Re: [PATCH 3/5] lib: lockless generic and arch independent page table (gpt) v2.

From: Linus Torvalds
Date: Thu Nov 13 2014 - 18:50:14 EST


On Mon, Nov 10, 2014 at 3:53 PM, Linus Torvalds
<torvalds@xxxxxxxxxxxxxxxxxxxx> wrote:
>
> So I am fine with that, it's the details that confuse me. The thing
> doesn't seem to be generic enough to be used for arbitrary page
> tables, with (for example) the shifts fixed by the VM page size and
> the size of the pte entry type. Also, the levels seem to be very
> infexible, with the page table entries being the simple case, but then
> you have that "pdep" thing that seems to be just _one_ level of page
> directory.

Ok, so let me just put my money where my mouth is, and show some
example code of a tree walker that I think is actually more generic.
Sorry for the delay, I got distracted by other things, and I wanted to
write something to show what I think might be a better approach.

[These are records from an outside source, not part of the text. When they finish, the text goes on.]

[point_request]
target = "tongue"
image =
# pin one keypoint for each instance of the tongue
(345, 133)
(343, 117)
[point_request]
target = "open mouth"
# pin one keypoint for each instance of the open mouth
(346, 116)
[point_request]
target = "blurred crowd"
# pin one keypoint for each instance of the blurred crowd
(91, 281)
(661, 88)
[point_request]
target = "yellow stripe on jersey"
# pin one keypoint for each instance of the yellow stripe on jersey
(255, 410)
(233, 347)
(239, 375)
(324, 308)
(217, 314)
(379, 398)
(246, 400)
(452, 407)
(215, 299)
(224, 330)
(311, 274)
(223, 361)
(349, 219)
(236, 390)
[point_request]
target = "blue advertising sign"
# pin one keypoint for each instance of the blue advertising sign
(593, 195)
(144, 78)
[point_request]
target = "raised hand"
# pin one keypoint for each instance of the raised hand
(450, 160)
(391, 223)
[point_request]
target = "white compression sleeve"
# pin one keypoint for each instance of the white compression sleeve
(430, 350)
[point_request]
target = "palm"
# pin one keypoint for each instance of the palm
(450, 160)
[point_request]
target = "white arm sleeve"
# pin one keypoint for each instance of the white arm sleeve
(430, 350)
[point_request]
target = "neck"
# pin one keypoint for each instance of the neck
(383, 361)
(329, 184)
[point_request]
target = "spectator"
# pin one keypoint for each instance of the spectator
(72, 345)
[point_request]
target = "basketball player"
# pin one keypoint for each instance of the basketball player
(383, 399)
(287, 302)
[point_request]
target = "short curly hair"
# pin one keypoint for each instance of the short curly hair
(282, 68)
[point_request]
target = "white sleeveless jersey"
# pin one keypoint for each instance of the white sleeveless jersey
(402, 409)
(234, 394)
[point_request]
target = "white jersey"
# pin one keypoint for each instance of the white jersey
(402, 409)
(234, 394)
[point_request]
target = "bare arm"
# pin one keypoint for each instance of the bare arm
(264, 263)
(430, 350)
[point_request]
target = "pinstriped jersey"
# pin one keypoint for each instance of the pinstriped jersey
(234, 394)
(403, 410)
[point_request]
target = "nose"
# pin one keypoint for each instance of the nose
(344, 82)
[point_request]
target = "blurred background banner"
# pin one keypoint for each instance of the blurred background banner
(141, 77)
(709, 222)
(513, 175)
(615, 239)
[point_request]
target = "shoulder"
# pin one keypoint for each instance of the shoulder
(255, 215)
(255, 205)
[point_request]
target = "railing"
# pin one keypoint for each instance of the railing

NOTE NOTE NOTE! I'm not saying you have to do it this way. But before
I even show the patch, let me show you the "tree descriptor" from my
stupid test-program that uses it, and hopefully that will show what
I'm really aiming for:

struct tree_walker_definition x86_64_def = {
.total_bits = 48,
.start = 0,
.end = 0x7fffffffffff,
.levels = {
{ .level_bits = 9, .lookup = pgd_lookup },
{ .level_bits = 9, .lookup = pud_lookup },
{ .level_bits = 9, .lookup = pmd_lookup },
{ .level_bits = 9, .walker = pte_walker }
}
};

so basically, the *concept* is that you can describe a real page table
by actually *describing* it. What the above does is tell you:

- the amount of bits the tables can cover (48 is four levels of 9
bits each, leaving 12 bits - 4096 bytes - for the actual pages)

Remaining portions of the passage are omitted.